I’ve been stuck in a weird reading hiatus recently. Weird for me because I’m normally the type of nerd who considers it bragging rights if I make it to 50 books in year. It’s an identity point for better or worse.
However, for a lot reasons, (most of them uninteresting) I just…stopped for about a year and a half. I’m not completely sure what happened to all the time that I used to spend reading (Twitter definitely played more of a role than I’d like to admit to), but I also started and stopped any number of books. I just couldn’t get any of them to hold my interest. I had signed up for Cannonball Read in part to break myself out of this odd stasis, but then suddenly it’s July, and I still hadn’t gotten through anything.
This is all set up to say that when The Power hooked me, it really, really hooked me. If you haven’t read this book already, you may have heard about it when it came out last year, because it attracted quite a bit of attention. The concept is simple and striking. (No pun intended.) One day, women around the world spontaneously develop the ability to deliver an electric shock through their hands. What happens to society? How does the world change when women suddenly have greater physical power than men?
The book is written as a book within a book, a faux history of the change that follows several characters from around the world as they grapple with this new reality. Throughout the book section headings are counting down to something unnamed, and menacing (ten years before, three years before, one year before…) suggesting the initial change to women was only the prelude to a greater catastrophe. Also scattered through the book are illustrations of “artifacts” suggesting matriarchal cultures of the past, as well as evidence that this power once existed.
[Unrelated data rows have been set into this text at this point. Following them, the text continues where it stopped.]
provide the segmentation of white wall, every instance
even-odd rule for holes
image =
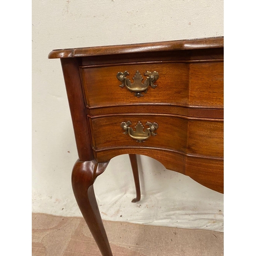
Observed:
[[[81,216],[71,185],[77,154],[60,61],[48,59],[48,53],[59,48],[223,36],[223,3],[41,0],[32,5],[32,210]],[[103,218],[222,230],[222,195],[150,158],[141,157],[139,163],[139,204],[130,202],[135,189],[127,155],[113,159],[97,180]]]

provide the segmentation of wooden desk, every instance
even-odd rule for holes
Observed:
[[[72,186],[102,255],[112,255],[93,183],[136,154],[223,192],[223,37],[52,51],[60,58],[79,159]]]

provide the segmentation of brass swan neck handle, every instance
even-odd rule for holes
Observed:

Make no mistake, this a dark, cynical book. Naomi Alderman has points to make about women in particular and society in general, and they aren’t positives ones. This could have so easily gone a different route and explored how power would look different (both for better and for worse) under a matriarchal society. But its quickly evident that she is interested in power dynamics and the idea that certain inequities in society don’t change, no matter who is on top. The women who climb to power do so by cutting traditionally masculine paths towards very ‘male’ positions; they are respectively, a politician, a mafia boss and a religious cult leader. On a morning show, there is a female anchor who, before the change, works with a condescending male anchor several years or senior. Once the change really sets in, he is replaced by a young man several years her junior who is basically hired to look pretty, while she starts to dress with gravitas and wear glasses. The fundamental idea is everything stays the same more or less, with the genders switched.
At a few different points, I kept thinking back to the book “Dear Madame President” by Jen Palmieri, which was written by Hilary Clinton’s former communications director in the wake of 2016, in which she talks about the need to re imagine what women in power would like. The thrust of her argument is essentially that collectively, we have failed to create an image of a woman in power, apart from a pale facsimile of how we imagine powerful men. We have therefore created women leaders who are forever at a disadvantage, as they try to plug themselves into an archetype of power that has been created by and for men.
There is another version of The Power, I would have liked to have read. That version would have explored the differences between how women would maintain and use power, were they suddenly to find themselves at the top of society, not just the ways in which they would be similar to men.
I’m not suggesting that Alderman had to write a book about a feminist utopia, or even about how women in power would necessarily do a better a job then men. There is still plenty of room for cynicism about a matriarchy. It just that there is a part of me that feels profoundly sad that as a society (myself included) we seem to have such a paucity of imagination when it comes to imagining women in power who do not operate according to the paradigms set by men, but who are never the less still flawed, still human.
This is not to put you off reading the Power. Alderman is masterful, and she has no need to cater to my particular desires for what else I’d like to see in fiction. It’s a compelling read, and it’s to her credit that it has left me wanting more.